Veteranos do Partido Comunista temem que religião possa causar 'divisões ideológicas' no país
Aumento no número de religiosos gera
preocupações e desconforto para
o Partido Comunista
Houve uma época na qual Devon Chang teve dificuldades para conciliar suas duas fés: o cristianismo, que ele abraçou em 2005, aos 19 anos, e o Partido Comunista Chinês, que o abraçou um ano antes. Sua submissão a um Deus todo poderoso não significava que ele deveria renunciar ao clube dos ateus de Marx e Mao?

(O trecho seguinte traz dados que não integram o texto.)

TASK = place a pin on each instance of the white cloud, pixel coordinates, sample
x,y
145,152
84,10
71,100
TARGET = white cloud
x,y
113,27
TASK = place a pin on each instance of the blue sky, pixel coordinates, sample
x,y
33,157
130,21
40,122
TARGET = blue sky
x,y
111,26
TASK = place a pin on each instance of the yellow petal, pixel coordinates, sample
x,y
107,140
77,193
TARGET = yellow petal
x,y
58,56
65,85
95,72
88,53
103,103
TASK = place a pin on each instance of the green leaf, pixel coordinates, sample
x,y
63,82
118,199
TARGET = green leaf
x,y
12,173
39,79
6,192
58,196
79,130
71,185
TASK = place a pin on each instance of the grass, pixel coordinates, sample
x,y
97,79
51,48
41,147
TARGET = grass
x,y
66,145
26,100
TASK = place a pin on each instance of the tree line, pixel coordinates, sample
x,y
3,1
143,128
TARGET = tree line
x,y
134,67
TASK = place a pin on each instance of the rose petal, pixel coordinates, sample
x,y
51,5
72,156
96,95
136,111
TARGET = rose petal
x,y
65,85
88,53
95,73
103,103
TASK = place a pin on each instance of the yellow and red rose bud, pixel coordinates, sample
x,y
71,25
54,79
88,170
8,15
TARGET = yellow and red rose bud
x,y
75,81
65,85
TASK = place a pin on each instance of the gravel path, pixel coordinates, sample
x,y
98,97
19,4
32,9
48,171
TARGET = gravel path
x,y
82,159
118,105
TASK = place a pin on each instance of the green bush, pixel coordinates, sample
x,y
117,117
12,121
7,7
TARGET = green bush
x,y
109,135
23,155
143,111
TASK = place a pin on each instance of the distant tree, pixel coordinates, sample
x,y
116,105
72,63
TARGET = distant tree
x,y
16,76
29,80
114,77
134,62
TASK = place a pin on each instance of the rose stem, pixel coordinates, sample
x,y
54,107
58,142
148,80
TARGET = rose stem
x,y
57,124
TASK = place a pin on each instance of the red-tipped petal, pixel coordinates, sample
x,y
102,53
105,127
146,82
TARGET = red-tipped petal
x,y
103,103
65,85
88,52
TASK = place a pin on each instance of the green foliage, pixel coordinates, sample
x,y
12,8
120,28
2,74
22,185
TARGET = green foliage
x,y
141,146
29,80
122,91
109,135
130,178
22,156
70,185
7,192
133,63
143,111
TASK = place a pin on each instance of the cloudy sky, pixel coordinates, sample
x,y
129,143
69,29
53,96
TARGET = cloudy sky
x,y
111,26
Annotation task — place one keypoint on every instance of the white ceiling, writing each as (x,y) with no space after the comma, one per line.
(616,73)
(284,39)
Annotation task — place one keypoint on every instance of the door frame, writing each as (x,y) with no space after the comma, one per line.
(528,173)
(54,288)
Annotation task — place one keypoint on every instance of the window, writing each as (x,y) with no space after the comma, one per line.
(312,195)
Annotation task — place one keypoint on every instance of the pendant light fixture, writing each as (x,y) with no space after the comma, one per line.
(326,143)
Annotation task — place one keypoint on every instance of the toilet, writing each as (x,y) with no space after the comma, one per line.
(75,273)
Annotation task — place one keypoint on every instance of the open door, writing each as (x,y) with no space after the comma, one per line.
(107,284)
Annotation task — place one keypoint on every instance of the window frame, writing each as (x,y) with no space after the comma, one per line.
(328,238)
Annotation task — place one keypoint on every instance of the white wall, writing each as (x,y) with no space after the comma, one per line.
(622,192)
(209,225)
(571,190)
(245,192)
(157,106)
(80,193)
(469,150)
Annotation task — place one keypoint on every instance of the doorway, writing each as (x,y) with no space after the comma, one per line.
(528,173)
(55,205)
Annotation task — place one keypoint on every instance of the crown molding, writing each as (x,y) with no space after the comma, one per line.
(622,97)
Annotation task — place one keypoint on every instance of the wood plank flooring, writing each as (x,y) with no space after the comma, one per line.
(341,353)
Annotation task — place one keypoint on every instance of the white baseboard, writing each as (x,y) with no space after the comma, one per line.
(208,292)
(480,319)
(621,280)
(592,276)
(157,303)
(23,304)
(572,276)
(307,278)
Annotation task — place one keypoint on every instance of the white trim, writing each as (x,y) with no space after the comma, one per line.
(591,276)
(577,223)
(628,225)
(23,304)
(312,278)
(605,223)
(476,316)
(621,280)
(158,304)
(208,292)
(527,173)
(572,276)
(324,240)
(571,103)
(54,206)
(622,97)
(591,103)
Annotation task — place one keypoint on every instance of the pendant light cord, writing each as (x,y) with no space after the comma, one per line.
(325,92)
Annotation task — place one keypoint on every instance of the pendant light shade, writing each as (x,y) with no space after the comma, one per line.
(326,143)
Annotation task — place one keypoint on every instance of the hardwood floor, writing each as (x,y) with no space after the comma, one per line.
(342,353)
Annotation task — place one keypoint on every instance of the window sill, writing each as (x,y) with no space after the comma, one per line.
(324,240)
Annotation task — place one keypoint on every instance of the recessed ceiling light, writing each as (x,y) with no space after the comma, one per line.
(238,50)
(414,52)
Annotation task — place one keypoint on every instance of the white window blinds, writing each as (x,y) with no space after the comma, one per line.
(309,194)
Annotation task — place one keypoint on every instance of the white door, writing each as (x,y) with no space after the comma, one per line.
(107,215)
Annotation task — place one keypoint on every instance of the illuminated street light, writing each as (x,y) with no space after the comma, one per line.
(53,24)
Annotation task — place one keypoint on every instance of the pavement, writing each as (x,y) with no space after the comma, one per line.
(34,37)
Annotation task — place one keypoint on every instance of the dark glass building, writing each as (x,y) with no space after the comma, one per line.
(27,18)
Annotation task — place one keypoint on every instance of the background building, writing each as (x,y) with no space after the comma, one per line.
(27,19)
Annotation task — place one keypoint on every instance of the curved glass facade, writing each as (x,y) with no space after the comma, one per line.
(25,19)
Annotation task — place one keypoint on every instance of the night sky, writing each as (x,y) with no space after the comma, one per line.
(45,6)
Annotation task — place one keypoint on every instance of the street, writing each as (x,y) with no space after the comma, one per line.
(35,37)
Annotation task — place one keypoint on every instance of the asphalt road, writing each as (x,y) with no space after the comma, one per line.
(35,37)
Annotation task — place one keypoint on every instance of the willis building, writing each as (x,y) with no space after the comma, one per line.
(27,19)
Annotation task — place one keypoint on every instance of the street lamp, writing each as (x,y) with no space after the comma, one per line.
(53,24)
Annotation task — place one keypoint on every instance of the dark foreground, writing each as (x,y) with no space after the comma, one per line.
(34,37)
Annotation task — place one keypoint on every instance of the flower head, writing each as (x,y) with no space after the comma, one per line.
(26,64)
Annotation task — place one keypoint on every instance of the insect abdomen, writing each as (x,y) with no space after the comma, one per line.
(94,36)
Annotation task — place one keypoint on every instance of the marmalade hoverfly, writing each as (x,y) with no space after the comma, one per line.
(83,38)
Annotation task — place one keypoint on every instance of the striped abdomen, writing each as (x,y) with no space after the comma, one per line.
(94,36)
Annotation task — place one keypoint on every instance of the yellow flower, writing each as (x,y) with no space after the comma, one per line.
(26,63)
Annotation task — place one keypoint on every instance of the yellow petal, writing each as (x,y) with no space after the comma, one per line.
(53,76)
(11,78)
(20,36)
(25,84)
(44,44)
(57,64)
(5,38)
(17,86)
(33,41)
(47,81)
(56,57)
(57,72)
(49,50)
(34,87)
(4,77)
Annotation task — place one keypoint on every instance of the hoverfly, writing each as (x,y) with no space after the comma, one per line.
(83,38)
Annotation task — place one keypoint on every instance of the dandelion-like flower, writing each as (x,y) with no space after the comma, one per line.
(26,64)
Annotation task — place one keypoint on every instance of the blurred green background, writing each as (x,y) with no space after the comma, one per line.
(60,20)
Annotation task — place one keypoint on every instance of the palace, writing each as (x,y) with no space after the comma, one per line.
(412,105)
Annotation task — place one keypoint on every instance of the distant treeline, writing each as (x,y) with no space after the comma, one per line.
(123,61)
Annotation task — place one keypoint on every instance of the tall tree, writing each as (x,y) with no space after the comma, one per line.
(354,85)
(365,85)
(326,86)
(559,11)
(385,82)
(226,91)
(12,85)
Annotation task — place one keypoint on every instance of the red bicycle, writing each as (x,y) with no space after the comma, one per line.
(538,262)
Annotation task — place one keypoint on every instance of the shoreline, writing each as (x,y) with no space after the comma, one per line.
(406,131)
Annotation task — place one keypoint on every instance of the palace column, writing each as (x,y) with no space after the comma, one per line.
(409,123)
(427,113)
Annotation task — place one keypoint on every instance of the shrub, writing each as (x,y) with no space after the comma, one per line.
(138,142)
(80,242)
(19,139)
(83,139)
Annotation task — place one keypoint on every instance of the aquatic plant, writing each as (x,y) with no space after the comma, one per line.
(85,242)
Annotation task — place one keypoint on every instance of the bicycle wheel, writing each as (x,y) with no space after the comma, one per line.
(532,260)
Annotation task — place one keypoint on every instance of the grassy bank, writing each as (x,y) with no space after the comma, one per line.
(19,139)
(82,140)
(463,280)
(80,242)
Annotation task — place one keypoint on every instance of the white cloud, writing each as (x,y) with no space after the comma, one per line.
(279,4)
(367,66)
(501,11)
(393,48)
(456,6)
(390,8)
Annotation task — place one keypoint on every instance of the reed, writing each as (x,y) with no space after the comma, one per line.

Não necessariamente. Um palestrante da universidade, também convertido, sugeriu que se todos os membros do Partido Comunista encontrassem Jesus, o cristianismo poderia dominar a China. “Logo, é bom que eu me torne um cristão”, pensou Chang.
O partido não vê a situação da mesma forma. Embora pessoas se juntem ao partido por razões muito mais profissionais do que ideológicas, a religião ainda é proibida entre os membros. Na prática, essa vem sendo, por anos, uma espécie de política “não pergunte, não conte” chinesa. Mas sinais cada vez mais fortes indicam que o partido está pronto para ser mais duro com seus fiéis, e a ideia de Chang, do cristianismo como um cavalo de Tróia, pode estar por trás disso.
Se você não pode vencê-los…
Especialistas afirmam que, do 1,3 bilhão de habitantes da China, algo em torno de 250 mil agora são religiosos praticantes (embora o governo somente reconheça cem mil religiosos). A vasta maioria dos religiosos é de budistas e taoístas. Estima-se que o número de cristãos deva variar entre 50 e cem mil (o número é difícil de ser precisado, pois muitos frequentam “igrejas secretas”). Por todo país, governos locais reconstruíram templos e aproveitaram para lucrar em cima do turismo religioso. Nas áreas rurais, templos e igrejas ajudaram a levar educação e saúde, com a bênção não-oficial dos líderes locais do partido. Alguns desses líderes também são chefes de igrejas.
"O país precisa do partido, e indivíduos
precisam de sua fé,
dizem eles."
Na ausência de figuras religiosas “oficiais” dentro do partido, especialistas ocidentais e chineses costumam citar uma pesquisa de 2007 realizada pela Horizon, uma empresa de pesquisas de Pequim, em cooperação com acadêmicos norte-americanos. A pesquisa aponta que 1/6 dos membros do partido têm crenças religiosas. Isso seria equivalente a mais de 13 milhões de pessoas. A vasta maioria é de budistas. Cerca de 2 milhões são cristãos.
Os sinais de uma abordagem mais dura vêm de Zhu Weiqun, vice-ministro da Frente Unida do Departamento de Trabalho do partido, um influente ideólogo, que alertou para o perigo do crescimento religioso nas fileiras do partido em dezembro. Se membros do partido puderem ter crenças religiosas, escreveu Zhu, isso resultará “num abalo e na perda da posição do marxismo, e na divisão ideológica e teórica do partido”. Zhu também alertou para o perigo de figuras religiosas tomarem o controle das políticas relativas à religião. Isso minaria a luta do partido contra o “extremismo religioso no oeste chinês”, especialmente contra seguidores do Dalai Lama. Zhu é conhecido como um feroz crítico na oposição do partido ao líder tibetano, a quem se refere como um “desagregador”, que é “mau” e “traiçoeiro”.
A relação do partido com religiosos não-afiliados é bastante complicada. Eles têm o direito de acreditar em uma das religiões aprovadas pelo Estado (budismo, taoísmo, islamismo, além do cristianismo católico e protestante) e frequentar locais de adoração. Na zona rural, o partido tolera as religiões tradicionais chinesas, apesar de uma proibição das superstições. A principal preocupação do governo é com o separatismo, que poderia ser alimentado pelo budismo no Tibet e pelo islamismo no noroeste. Mas igrejas católicas leais ao papa e algumas das igrejas protestantes mais desafiadoras também são fortemente controladas.
Ameaças contra a estabilidade social estão abalando o partido, e os últimos quatro anos viram uma sucessão de crises que deram força à ala linha-dura e conservadora do partido, onde o preconceito com a religião é mais evidente. Chang e outros dois membros do partido que frequentam a mesma igreja em Pequim insistem que as duas crenças podem coexistir. O país precisa do partido, e indivíduos precisam de sua fé, dizem eles. Membros cristãos do partido lembram que Jesus ensinou a seus seguidores a darem “a César o que é de César, e a Deus o que é de Deus”. O dízimo partidário de Chang custa US$ 1,60 mensais, e ele pretende continuar pagando regularmente a seus correligionários.